Ukraine’s current account (C/A) deficit widened 14.7%
to USD 594 mln in July owing to import growth exceeding exports, the National
Bank of Ukraine (NBU) reported on Aug 30. The C/A deficit was USD 518 mln in
June 2017 (and USD 429 mln in July 2016).
In July, goods and services imports grew 16.5% yoy
while exports improved 11.7% yoy. Goods exports grew 9.9% yoy on the back of
machinery (35.7% yoy) and food (11.0% yoy), while chemicals dropped 17.0% yoy.
Goods imports increased 22.0% yoy backed by energy (55.9% yoy growth),
machinery (28.6% yoy) and chemicals (16.7% yoy). Non-energy imports
slowed to 14.4% yoy growth from 20.9% yoy in the prior month.
In 7M17, the C/A deficit reached USD 2.16 bln vs. a
USD 1.38 bln deficit a year ago.
Financial and capital accounts also worsened in July,
narrowing to a USD 309 mln surplus from USD 824 mln in June (USD 539 mln a year
ago). The result was driven by lower net FDI (USD 137 mln vs. USD 638 mln in
June). Individual cash returns to the banking system dropped to USD 364 mln
from USD 553 mln in the prior month. Trade credits increased to USD 394
mln from USD 274 mln in June.
The general balance (C/A plus capital and financial
accounts) turned into a USD 285 mln deficit in July vs. a USD 306 mln surplus in
June (USD 110 mln surplus a year ago). The deficit shaved off 1% (USD 176 mln)
of gross international reserves through the month. By the end of July,
reserves fell to USD 17.8 bln, which is 3.6 months of future imports.

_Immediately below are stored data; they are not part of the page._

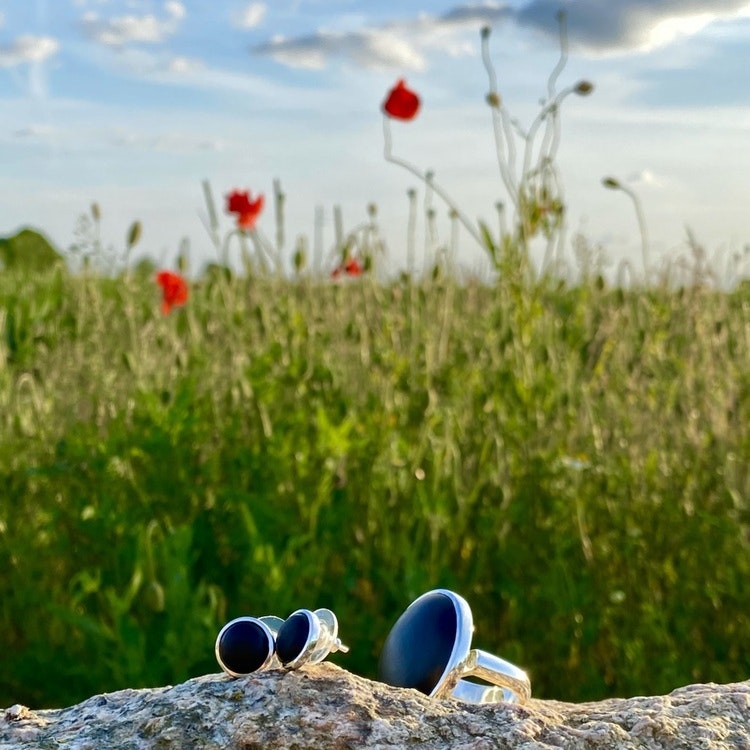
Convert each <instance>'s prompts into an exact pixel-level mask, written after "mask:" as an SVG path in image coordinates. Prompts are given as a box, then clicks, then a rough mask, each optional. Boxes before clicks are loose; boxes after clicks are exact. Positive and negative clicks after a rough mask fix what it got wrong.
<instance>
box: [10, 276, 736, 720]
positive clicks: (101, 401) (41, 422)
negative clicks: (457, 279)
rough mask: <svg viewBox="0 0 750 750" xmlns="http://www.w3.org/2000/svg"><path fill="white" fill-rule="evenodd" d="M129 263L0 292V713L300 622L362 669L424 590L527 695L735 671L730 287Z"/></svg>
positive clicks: (183, 658) (210, 649) (735, 356)
mask: <svg viewBox="0 0 750 750" xmlns="http://www.w3.org/2000/svg"><path fill="white" fill-rule="evenodd" d="M139 269H140V270H139ZM139 269H138V268H137V269H136V270H134V271H133V272H130V273H127V274H121V275H118V276H106V275H102V274H97V273H95V272H94V271H93V270H91V269H86V268H83V269H81V270H80V271H79V272H77V273H71V272H69V271H68V270H66V269H65V268H64V267H62V266H59V265H58V266H52V267H50V268H49V269H48V270H46V271H42V270H38V269H37V272H35V273H21V272H16V271H13V269H12V268H10V267H7V268H6V269H5V271H3V272H2V273H0V334H1V335H0V402H1V403H0V641H1V642H2V643H3V650H2V651H3V653H2V656H0V665H1V666H0V705H5V706H8V705H11V704H13V703H24V704H27V705H29V706H33V707H51V706H60V705H67V704H71V703H74V702H76V701H79V700H81V699H83V698H85V697H87V696H89V695H91V694H94V693H98V692H102V691H111V690H116V689H119V688H125V687H140V686H157V685H164V684H173V683H176V682H179V681H182V680H185V679H187V678H189V677H191V676H194V675H199V674H203V673H207V672H215V671H218V666H217V664H216V662H215V660H214V656H213V643H214V639H215V637H216V634H217V632H218V630H219V629H220V627H221V626H222V625H223V624H224V622H226V621H227V620H228V619H230V618H232V617H235V616H238V615H247V614H251V615H256V616H258V615H265V614H276V615H279V616H282V617H285V616H287V615H288V614H289V613H290V612H292V611H293V610H294V609H296V608H298V607H309V608H316V607H322V606H326V607H330V608H332V609H333V610H334V611H335V612H336V614H337V615H338V618H339V622H340V630H341V636H342V639H343V640H344V641H345V642H346V643H347V644H348V645H349V646H351V652H350V653H349V654H347V655H341V654H337V655H335V656H334V657H332V659H333V660H334V661H336V662H337V663H339V664H341V665H342V666H345V667H346V668H347V669H349V670H351V671H353V672H356V673H358V674H361V675H364V676H367V677H374V676H375V673H376V665H377V658H378V654H379V650H380V646H381V645H382V643H383V640H384V639H385V636H386V634H387V632H388V630H389V629H390V627H391V625H392V624H393V622H394V621H395V619H396V618H397V617H398V615H399V614H400V612H401V611H402V610H403V609H404V608H405V607H406V606H407V605H408V604H409V602H410V601H411V600H412V599H414V598H415V597H416V596H418V595H419V594H421V593H423V592H425V591H427V590H429V589H432V588H435V587H447V588H451V589H453V590H455V591H456V592H458V593H460V594H461V595H462V596H464V597H465V598H466V599H467V600H468V601H469V603H470V605H471V607H472V609H473V612H474V618H475V625H476V630H475V636H474V644H475V645H476V646H477V647H480V648H484V649H486V650H490V651H492V652H495V653H498V654H500V655H502V656H503V657H505V658H506V659H509V660H511V661H513V662H515V663H517V664H519V665H521V666H523V667H524V668H526V669H528V671H529V672H530V674H531V677H532V683H533V688H534V694H535V695H536V696H537V697H542V698H544V697H546V698H556V699H562V700H572V701H579V700H589V699H600V698H604V697H605V696H627V695H633V694H650V693H664V692H667V691H669V690H671V689H673V688H675V687H678V686H680V685H683V684H686V683H691V682H699V681H716V682H729V681H734V680H741V679H746V678H747V677H748V675H749V674H750V635H749V634H750V587H749V586H748V585H747V581H748V579H749V578H750V512H749V510H748V508H749V503H750V418H749V417H750V287H748V286H747V284H744V285H739V286H737V287H736V288H735V289H733V290H730V291H718V290H716V289H715V288H713V287H712V286H711V285H710V284H707V283H702V281H701V280H700V279H697V278H696V279H693V280H692V281H691V282H690V283H685V284H677V285H675V284H654V285H650V286H644V287H640V288H637V287H633V288H630V289H626V288H616V287H614V286H612V285H610V284H609V283H608V282H606V281H605V280H604V279H602V278H601V277H599V276H597V275H595V274H584V275H583V277H582V278H581V279H580V280H579V281H577V282H576V283H575V284H572V283H566V282H565V281H563V280H561V279H559V278H555V277H553V276H551V275H542V276H540V277H539V278H535V279H532V278H530V277H529V276H527V275H519V274H515V275H514V274H513V273H508V272H507V271H508V269H507V268H506V269H505V270H506V273H504V274H502V275H500V276H499V277H498V278H497V279H496V280H494V281H492V282H491V283H487V282H482V281H477V280H472V279H464V280H461V281H459V280H457V279H456V278H454V277H453V276H452V275H451V274H449V273H434V274H432V275H428V276H426V277H425V278H417V277H413V276H410V275H408V274H404V275H403V276H402V277H400V278H395V279H392V280H389V281H387V282H383V281H380V282H378V281H376V280H375V279H374V278H372V277H371V276H372V274H366V275H363V276H362V277H360V278H358V279H356V280H347V281H345V282H344V283H332V282H331V281H330V280H328V279H326V278H318V277H316V276H314V275H312V274H308V275H306V274H301V275H299V276H297V277H295V278H285V277H283V276H281V275H278V274H271V273H254V272H251V271H249V270H247V272H246V273H244V274H235V273H233V272H231V271H229V270H228V269H222V268H221V267H214V268H213V269H212V271H211V273H208V274H206V275H204V276H203V277H201V278H198V279H196V280H194V281H193V283H192V284H191V289H190V299H189V301H188V303H187V304H186V305H185V306H184V307H182V308H180V309H178V310H175V311H173V312H172V313H171V314H170V315H168V316H165V315H162V314H161V312H160V310H159V302H160V299H159V292H158V289H157V287H156V285H155V283H154V279H153V273H152V269H151V268H150V267H149V265H148V264H142V265H141V266H139Z"/></svg>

Alexander Paraschiy: By July, the
C/A deficit had been expanding in line with our projections owing to weaker
exports prices till June and a steady recovery of demand for imports. The
situation began changing in July as metal and iron ore prices started
recovering. Now there is a big question on how this will impact the trade
balance.
We expect exports will accelerate in August. However,
imports are also expected to strengthen amid improved revenues. So far, we are
keeping our 2017 C/A deficit projection at USD 4.8 bln (4.6% of GDP).